多块体接触有限元法及其对不连续面围岩的模拟

A finite element solution for multi-block contact problems and its application to simulating rock discontinuities

给出了一种求解多块体接触的有限元解法,即将接触面条件精确引入并以节点接触力为基本未知量,把高度接触非线性问题凝缩在可能接触面上进行。首先从两块体三维接触力学模型着手,从整体有限元方程导出增量形式的协调方程,在此基础上详细讨论了多块体接触协调方程的建立方法。随后以广义Mohr-Coulomb准则为摩擦力条件,给出了增量形式的定解和判定条件。程序实施时,针对三维接触问题滑动方向无穷的问题,同时对接触状态及滑动摩擦力分量进行判定,使得迭代收敛快速准确;对于多块体常见的非光滑接触,即角点问题,将角点分类,并根据角点实际的接触状态分情况给出了更为合理的处理方法。通过算例验证后的程序应用于不连续面地下洞室开挖模拟,取得了满意的结果。
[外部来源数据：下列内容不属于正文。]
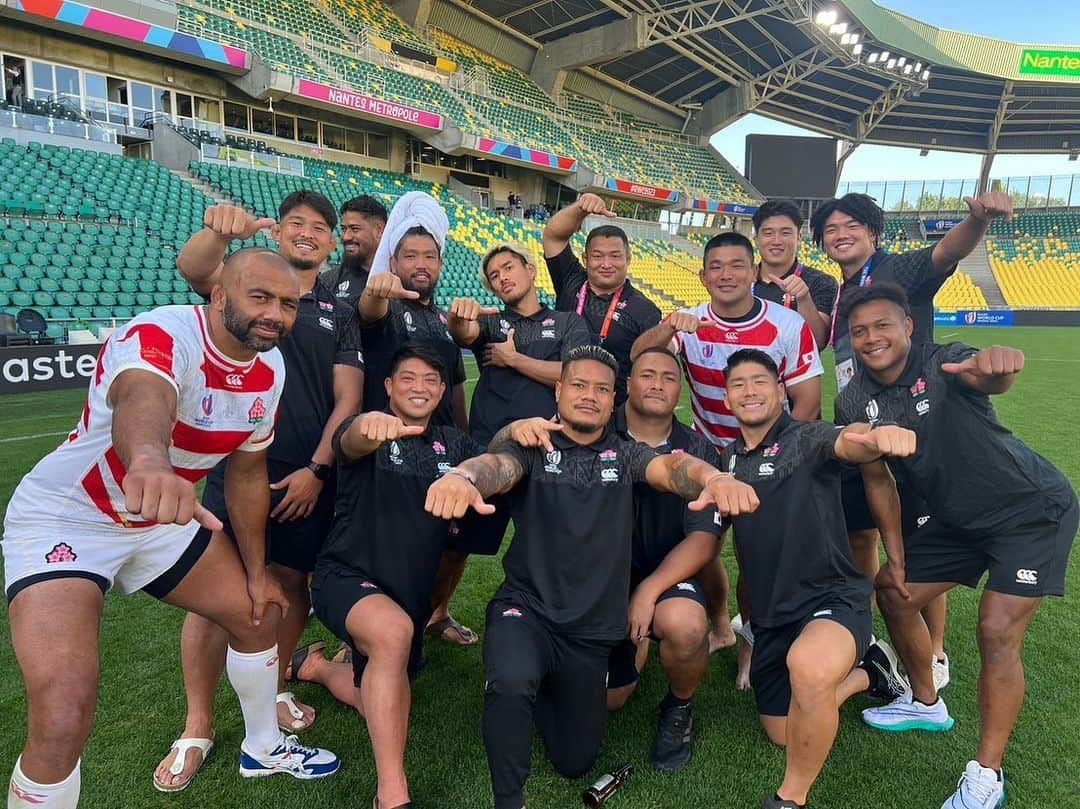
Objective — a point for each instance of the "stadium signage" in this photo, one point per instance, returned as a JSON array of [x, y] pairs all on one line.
[[46, 367], [640, 189], [366, 104], [1050, 63]]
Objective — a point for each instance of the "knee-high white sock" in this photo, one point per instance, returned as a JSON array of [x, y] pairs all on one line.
[[26, 794], [254, 677]]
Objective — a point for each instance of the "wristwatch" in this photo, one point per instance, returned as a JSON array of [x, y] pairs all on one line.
[[322, 471]]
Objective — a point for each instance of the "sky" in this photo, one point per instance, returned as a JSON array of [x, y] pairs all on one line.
[[1044, 22]]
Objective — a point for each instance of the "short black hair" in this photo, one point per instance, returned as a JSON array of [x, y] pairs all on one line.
[[778, 207], [728, 239], [755, 355], [863, 295], [580, 353], [860, 206], [366, 205], [657, 350], [608, 231], [313, 200], [416, 230], [417, 351]]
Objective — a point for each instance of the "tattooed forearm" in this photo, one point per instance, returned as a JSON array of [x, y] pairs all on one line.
[[493, 473], [688, 475]]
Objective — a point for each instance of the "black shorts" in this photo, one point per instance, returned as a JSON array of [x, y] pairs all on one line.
[[294, 544], [477, 534], [335, 591], [1030, 560], [768, 669], [622, 670]]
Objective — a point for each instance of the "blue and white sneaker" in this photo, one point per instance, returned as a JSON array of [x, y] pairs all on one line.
[[292, 757], [904, 713], [980, 787]]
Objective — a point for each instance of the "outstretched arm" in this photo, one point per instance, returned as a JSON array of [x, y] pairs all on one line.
[[991, 371], [466, 485], [701, 484]]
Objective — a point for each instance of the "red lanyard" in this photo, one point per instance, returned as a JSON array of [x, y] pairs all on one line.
[[583, 293]]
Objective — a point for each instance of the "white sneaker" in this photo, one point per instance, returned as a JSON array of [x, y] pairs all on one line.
[[743, 630], [904, 713], [292, 757], [941, 672], [980, 787]]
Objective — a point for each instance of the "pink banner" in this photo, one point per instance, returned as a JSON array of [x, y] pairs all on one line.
[[372, 106]]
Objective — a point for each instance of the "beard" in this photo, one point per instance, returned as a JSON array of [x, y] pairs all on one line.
[[243, 331]]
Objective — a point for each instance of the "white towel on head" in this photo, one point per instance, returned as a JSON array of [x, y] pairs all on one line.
[[416, 209]]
A finite element solution for multibody contact problems is presented.Contact conditions being exactly introduced,this solution takes nodal contact forces as primary variable and limits contact highly nonlinear problem in potential contact surfaces to iterate,so it is an accurate and high efficient approach.The paper begins with 3D mechanical model for two bodies contact and compatibility equation in incremental form is educed from global finite element equation.On this basis how to obtain compatibility equation on multibody contact problems is discussed in detail.Subsequently,solvable and judged conditions in incremental form of contact problems are presented in which generalized Mohr-Coulomb criterion is used as friction condition.For the characteristics of any slipping direction of contact nodes on the contact interface in 3D case,contact states and friction force components are judged simultaneously in the program by which iteration and convergence are fast and accurate.For the common non-smooth contact namely corner problems in the more contacting bodies,more reasonable techniques are proposed by classification and real contact state of corners.Finally,after being verified by several numerical examples the program is employed to model rock discontinuities;and the results are satisfactory.